The World Bank has attributed major delays in the implementation of the Greater Accra Resilient and Integrated Development (GARID) Project to fiscal restrictions introduced by the Ministry of Finance, warning that the setbacks could affect efforts to address flooding in the capital.
In its latest implementation report released in May 2026, the Bank downgraded the project’s implementation rating from satisfactory to “Moderately Unsatisfactory,” citing funding challenges that slowed key activities despite the project being fully financed.
The concerns come just days after the June 29 floods in Accra, which claimed at least 12 lives and once again exposed the city’s persistent drainage and flood management problems.
The $350 million GARID Project was designed to strengthen flood prevention measures, improve solid waste management and build urban resilience across several municipalities in the Greater Accra Metropolitan Area.
The initiative includes major drainage works, urban upgrading projects, waste management interventions, institutional reforms and emergency response systems.
According to the World Bank, while some aspects of the project have recorded progress, several critical infrastructure works remain behind schedule.
The Bank noted that the flood early warning system has been completed and is operational, while waste collection services in underserved communities have exceeded targets.
However, many construction projects have advanced slowly despite engineering designs being largely completed. Some contractors continue to miss deadlines, while decisions on poorly performing contracts have yet to be made.

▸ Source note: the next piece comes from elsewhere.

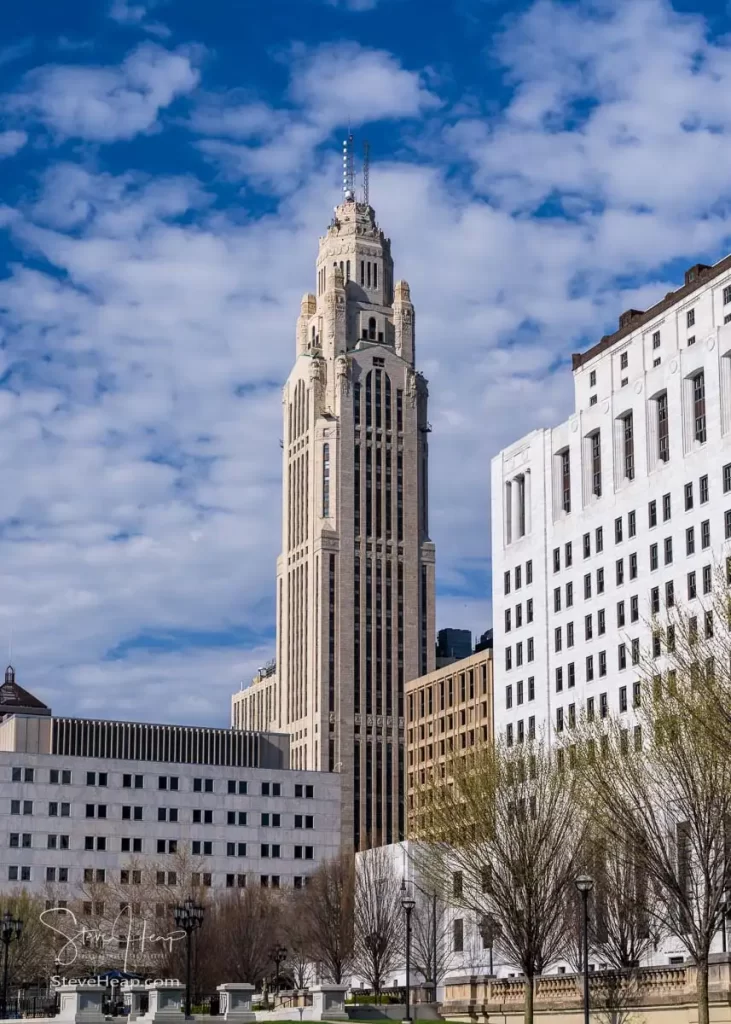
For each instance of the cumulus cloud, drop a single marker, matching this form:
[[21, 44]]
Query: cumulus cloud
[[274, 146], [108, 103], [11, 141], [148, 328]]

The World Bank said fiscal measures introduced in 2025 contributed significantly to the delays.
These included limits on project disbursements and the temporary withdrawal of GH¢13.8 million from the project’s account, resulting in cash flow difficulties, delayed payments to contractors and slower execution of works.
Although the government has taken steps to ease the situation, including processing a $10.5 million withdrawal and returning the withdrawn funds, the Bank says funding challenges remain.
The project is estimated to require $40.8 million this year, but only about $17.5 million has been allocated so far.
As of April 2026, only $137 million, about 40 percent of the total project funding, had been disbursed. The World Bank has cautioned that continued delays in funding approvals could further disrupt implementation and threaten the project’s ability to meet its objectives before completion.